Un graffiti particulièrement offensant a été découvert, mercredi 15 juillet 2026, sur l’un des murs du temple maçonnique de Périgueux, en Dordogne. Rapidement effacée, l’inscription a suscité une vive émotion au sein de la communauté maçonnique locale. Une plainte a été déposée afin d’identifier l’auteur ou les auteurs de cet acte.
UNE DÉCOUVERTE QUI PROVOQUE L’INDIGNATION
Les inscriptions ont été découvertes dans la matinée du mercredi 15 juillet sur la façade nord du temple maçonnique, situé entre la rue Saint-Front et la rue des Francs-Maçons, dans le centre historique de Périgueux.
Si l’édifice avait déjà été la cible de dégradations par le passé, la nature du message inscrit sur le mur aurait cette fois particulièrement choqué les francs-maçons de la Dordogne.
Pascal Serre, ancien maire de Chancelade et observateur du monde maçonnique, a qualifié le graffiti de « nauséabond et salace ». Il a rapidement fait part de son indignation sur les réseaux sociaux, dans sa chronique des « Gazouillades ».
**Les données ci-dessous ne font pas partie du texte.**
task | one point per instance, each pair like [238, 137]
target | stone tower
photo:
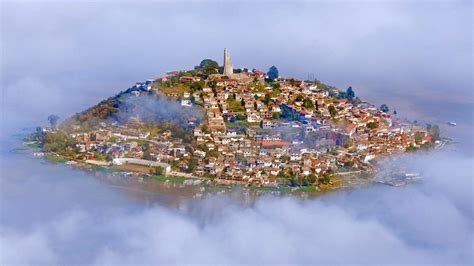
[228, 68]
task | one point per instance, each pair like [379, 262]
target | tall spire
[228, 68]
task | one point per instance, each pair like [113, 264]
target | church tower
[228, 68]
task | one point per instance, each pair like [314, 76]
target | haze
[60, 57]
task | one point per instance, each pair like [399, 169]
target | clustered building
[259, 131]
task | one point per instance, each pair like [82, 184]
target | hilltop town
[235, 126]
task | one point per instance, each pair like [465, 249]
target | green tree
[158, 170]
[332, 110]
[308, 103]
[53, 120]
[272, 73]
[350, 94]
[267, 98]
[372, 125]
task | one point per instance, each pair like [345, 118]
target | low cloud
[424, 223]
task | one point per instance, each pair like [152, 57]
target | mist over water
[416, 57]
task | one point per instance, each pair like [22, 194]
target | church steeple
[228, 68]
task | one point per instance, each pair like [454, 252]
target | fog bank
[426, 223]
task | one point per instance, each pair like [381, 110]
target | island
[234, 126]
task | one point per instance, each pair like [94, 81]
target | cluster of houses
[255, 150]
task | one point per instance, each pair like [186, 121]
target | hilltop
[247, 127]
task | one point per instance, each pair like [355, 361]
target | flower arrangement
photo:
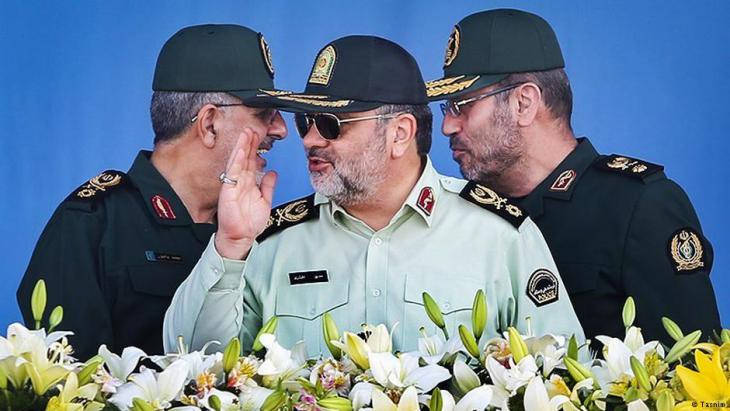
[515, 371]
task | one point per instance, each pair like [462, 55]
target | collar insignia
[543, 287]
[564, 180]
[162, 208]
[426, 200]
[685, 248]
[323, 66]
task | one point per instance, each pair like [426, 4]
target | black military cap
[486, 47]
[216, 58]
[358, 73]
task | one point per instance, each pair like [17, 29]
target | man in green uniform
[116, 249]
[616, 225]
[383, 227]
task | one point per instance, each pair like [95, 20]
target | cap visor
[450, 87]
[315, 103]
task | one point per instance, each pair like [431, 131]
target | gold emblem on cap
[452, 46]
[686, 249]
[266, 51]
[323, 66]
[448, 85]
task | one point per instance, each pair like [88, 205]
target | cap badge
[323, 66]
[452, 46]
[266, 52]
[162, 208]
[426, 200]
[564, 180]
[624, 163]
[99, 183]
[543, 287]
[686, 250]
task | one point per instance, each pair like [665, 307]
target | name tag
[154, 256]
[308, 277]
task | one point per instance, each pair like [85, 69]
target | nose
[451, 125]
[277, 129]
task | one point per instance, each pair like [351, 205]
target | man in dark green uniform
[616, 226]
[116, 249]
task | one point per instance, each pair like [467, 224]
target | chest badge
[686, 250]
[308, 277]
[564, 180]
[426, 200]
[543, 287]
[162, 208]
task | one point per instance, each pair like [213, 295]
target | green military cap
[216, 58]
[358, 73]
[486, 47]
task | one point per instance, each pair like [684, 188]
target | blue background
[649, 78]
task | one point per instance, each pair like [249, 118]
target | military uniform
[112, 255]
[450, 238]
[618, 227]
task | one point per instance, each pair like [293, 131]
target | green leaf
[629, 312]
[38, 302]
[479, 314]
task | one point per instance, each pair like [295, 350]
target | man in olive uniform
[616, 225]
[116, 249]
[383, 227]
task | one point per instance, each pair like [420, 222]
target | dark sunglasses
[329, 124]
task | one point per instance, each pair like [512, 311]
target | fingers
[268, 182]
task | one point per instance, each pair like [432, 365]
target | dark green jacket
[618, 227]
[113, 255]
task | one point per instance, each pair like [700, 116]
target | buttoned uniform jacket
[618, 227]
[316, 258]
[112, 255]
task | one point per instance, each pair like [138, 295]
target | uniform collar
[423, 198]
[561, 183]
[162, 202]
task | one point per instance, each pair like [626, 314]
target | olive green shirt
[329, 261]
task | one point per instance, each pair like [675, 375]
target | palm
[244, 207]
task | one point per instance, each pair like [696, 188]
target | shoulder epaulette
[490, 200]
[627, 166]
[288, 215]
[98, 187]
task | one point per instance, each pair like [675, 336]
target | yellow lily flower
[709, 383]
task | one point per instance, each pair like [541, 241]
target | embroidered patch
[449, 85]
[452, 46]
[564, 180]
[154, 256]
[323, 66]
[426, 200]
[686, 250]
[308, 277]
[543, 287]
[162, 208]
[266, 52]
[489, 199]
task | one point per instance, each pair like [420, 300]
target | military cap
[486, 47]
[216, 58]
[358, 73]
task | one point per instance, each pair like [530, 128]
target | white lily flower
[158, 392]
[403, 371]
[408, 401]
[536, 397]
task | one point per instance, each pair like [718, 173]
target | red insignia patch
[564, 180]
[162, 208]
[426, 200]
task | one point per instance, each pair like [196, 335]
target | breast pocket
[453, 295]
[300, 309]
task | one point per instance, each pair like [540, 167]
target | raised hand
[243, 206]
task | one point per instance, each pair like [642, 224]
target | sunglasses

UN ACTE AU POIDS SYMBOLIQUE PARTICULIÈREMENT FORT
Au-delà de la dégradation matérielle, cette inscription touche un bâtiment chargé d’histoire et de symboles. Le temple maçonnique de Périgueux est notamment connu pour son architecture de style mauresque balkanique et pour ses façades ornées de plusieurs emblèmes liés à la franc-maçonnerie.
Ses façades nord et ouest ainsi que ses toitures sont inscrites au titre des monuments historiques depuis 1975. L’édifice accueille des activités maçonniques depuis le XIXe siècle.
Pour Pascal Serre, cet acte fait également ressurgir une mémoire douloureuse. Il estime que l’événement n’est pas sans rappeler les persécutions et les mesures prises contre les francs-maçons durant l’Occupation.
Sous le régime de Vichy, les organisations maçonniques avaient été interdites et les emblèmes présents sur le temple de Périgueux avaient été détruits. Les sculptures ne furent reconstituées que plusieurs décennies plus tard.
LE GRAFFITI RAPIDEMENT EFFACÉ
Les tags ont été nettoyés dans la journée du 15 juillet, faisant rapidement disparaître les inscriptions de la façade du temple.
Une plainte a néanmoins été déposée auprès du commissariat de Périgueux. L’enquête devra déterminer les circonstances exactes de cette dégradation et permettre, dans la mesure du possible, d’en identifier les responsables.
À ce stade, aucun élément ne permet d’affirmer s’il s’agit d’un acte isolé ou d’une action visant délibérément la communauté maçonnique locale.
LA CRAINTE D’UNE NOUVELLE EXPRESSION DE L’ANTIMAÇONNISME
Cet événement intervient dans un contexte où les discours complotistes et les expressions d’hostilité envers la franc-maçonnerie restent régulièrement présents, notamment sur les réseaux sociaux.
Les temples maçonniques, facilement identifiables dans certaines villes, peuvent ainsi devenir les cibles d’inscriptions, de dégradations ou de messages haineux.
À Périgueux, les francs-maçons espèrent désormais que cet acte restera isolé et qu’il ne marquera pas le début d’une nouvelle série de dégradations antimaçonniques.
Au-delà des convictions et des appartenances, la profanation ou la dégradation d’un lieu historique constitue une atteinte au patrimoine commun ainsi qu’à la liberté d’association et de conscience.
Sources : Sud Ouest et Dordogne Libre.